Ongoing prophecy among any of the faithful
Another tendency emphasises private experience of God or the "inner voice", sometimes giving it greater authority than scripture:
In Judaism there is Hasidism, but this seems to be purely mystical, with no charismatic, much less doctrinal dimension. In Sunnism, Sufism is a way of experiencing God by mystical contact; this however does not affect doctrine. Sufism has always encountered opposition in Islam, and has been reined in and its excesses, with their doctrinal implications, have been curbed. The Sufi turuq are formed around a shaykh who can carry immense authority, like a Pentecostal pastor. Pentecostalism recognizes Scripture but also the prophetic inspiration of the individual, which sometimes is given more authority than Scripture. In theory it is egalitarian, but in practice certain "anointed" individuals arrogate to themselves more authority than any pope or bishop claims in the Catholic Church. It resembles unbridled Sufism. Comparative observations
The institutional prophetic role of the magisterium is the distinguishing feature of Catholicism which other Christian bodies officially reject. Yet Pentecostalism brings it in by the back door, when it exalts the pastor to an infallible oracle of the Holy Spirit for any and all matters of faith and life. On the other hand, the democratic access to the gifts of Holy Spirit, which is the hallmark of Pentecostalism is strongly present in Catholicism, but with a different emphasis.
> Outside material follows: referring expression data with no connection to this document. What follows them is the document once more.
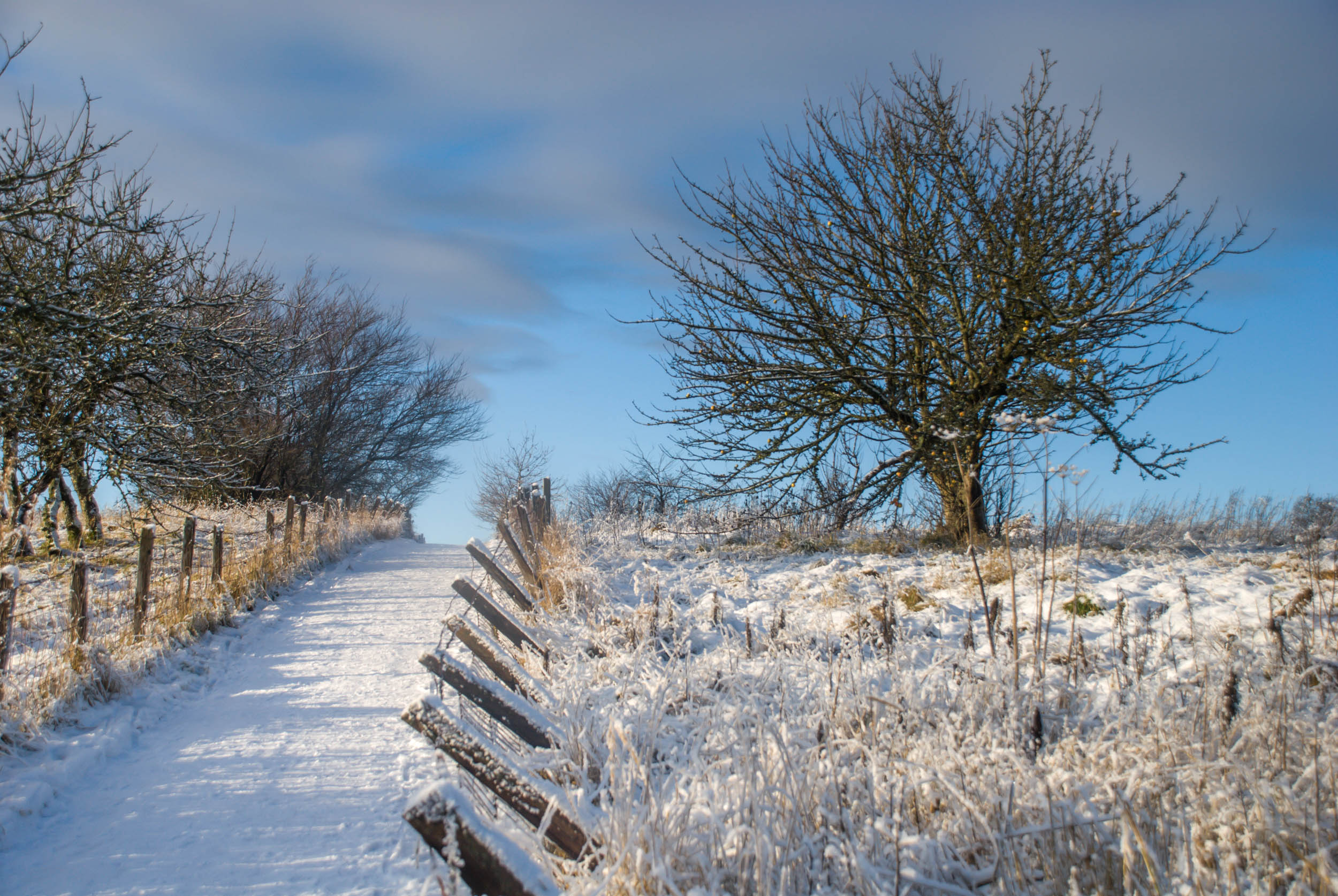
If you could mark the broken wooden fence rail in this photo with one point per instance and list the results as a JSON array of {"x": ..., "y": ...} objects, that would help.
[
  {"x": 506, "y": 625},
  {"x": 529, "y": 572},
  {"x": 526, "y": 530},
  {"x": 489, "y": 862},
  {"x": 9, "y": 606},
  {"x": 497, "y": 660},
  {"x": 188, "y": 558},
  {"x": 216, "y": 573},
  {"x": 502, "y": 705},
  {"x": 513, "y": 589},
  {"x": 517, "y": 788}
]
Among the gifts of the Holy Spirit, Catholic theology places priority on those that assist the practice of the moral and theological virtues, which are the measure of the holiness of a person. These gifts are distinguished from those which are gratis datae, for the service of the community, such as tongues, prophecy, teaching, miracles etc., which we may designate "charismatic" gifts, and have no bearing on the holiness or lack of it in a person. Pentecostals, on the other hand, while sometimes stressing "holiness", seem to give much greater prominence to the charismatic gifts, which are taken as a measure of spiritual maturity. In its baser manifestations, Pentecostalism focuses on miracles that assure health, wealth, posterity and prosperity, first of all for the pastor as an example for the others.
Conclusion
In facing the challenge of Pentecostalism, Catholic preaching needs to stress clearly:
the necessity of seeking first the kingdom of God, which consists in the life of grace, drawing nourishment from instruction and the sacraments and bearing fruit in the practice of the virtues. Then all else, the material needs which we may legitimately pray for, will be added to us. the fact that grace builds upon nature and does not destroy it. This principle is built upon orthodox Christology which recognizes the two natures of Christ in one divine person. In practice, it means that human effort or hard work combines harmoniously with reliance on divine help, and neither should be stressed at the expense of the other.